Harry Becker (1865–1928) is one of those artists too often dismissed as being of regional interest only, who feature but rarely in the art chronicles of the period.
Harry Becker (1865–1928) is one of those artists too often dismissed as being of regional interest only, who feature but rarely in the art chronicles of the period. He is most widely known for his illustrations to Adrian Bell’s celebrated Suffolk trilogy — Corduroy, Silver Ley and The Cherry Tree — and it is worth noting that Becker’s pictures were matched to Bell’s prose after the artist’s death, though they seem to be made for each other in their near-perfect fit. Becker only moved from London to Suffolk in 1913, but he found there his perfect setting. As Bell wrote of him: ‘He painted the whole struggle of man in the getting of bread — with earth and weather.’
Becker’s fresh and feisty realism, which borders on Impressionism (in its British manifestation, at any rate), is a superb tribute to the East Anglian landscape and the people who worked it.

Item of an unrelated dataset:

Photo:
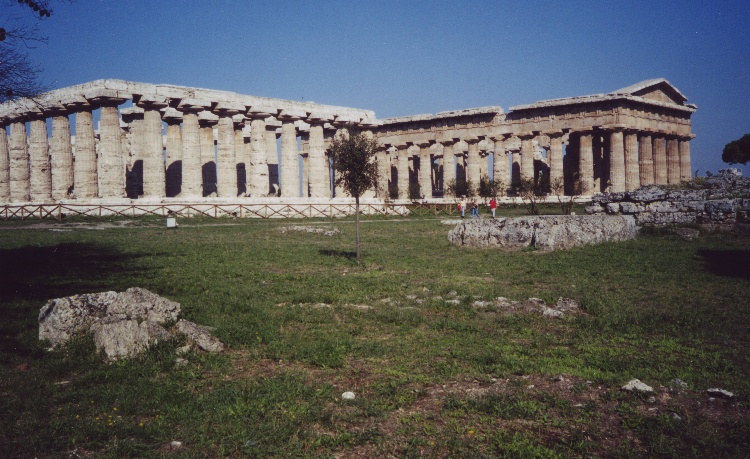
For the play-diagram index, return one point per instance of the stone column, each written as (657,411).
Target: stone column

For this reason, Gainsborough’s House has made Becker the subject of Part II of a themed exhibition, following a show of the photographs of Justin Partyka (born 1972) who portrays the plight of the modern agrarian community. Becker’s ploughmen, harvesters, sowers and gleaners are in the long tradition of Breughel, Millet and van Gogh, but depicted with a fluidity and lightness of touch that reconnects him to the work of Gainsborough and Constable. Becker initially discovered his theme of manual labour (one to be later so thoroughly explored by Josef Herman) at Antwerp, where he studied at the Royal Academy. His freedom of expression was encouraged by working with Carolus-Duran in Paris, who recommended open-air painting and among whose other pupils was Sargent, and developed out of an increasing passion for working from life.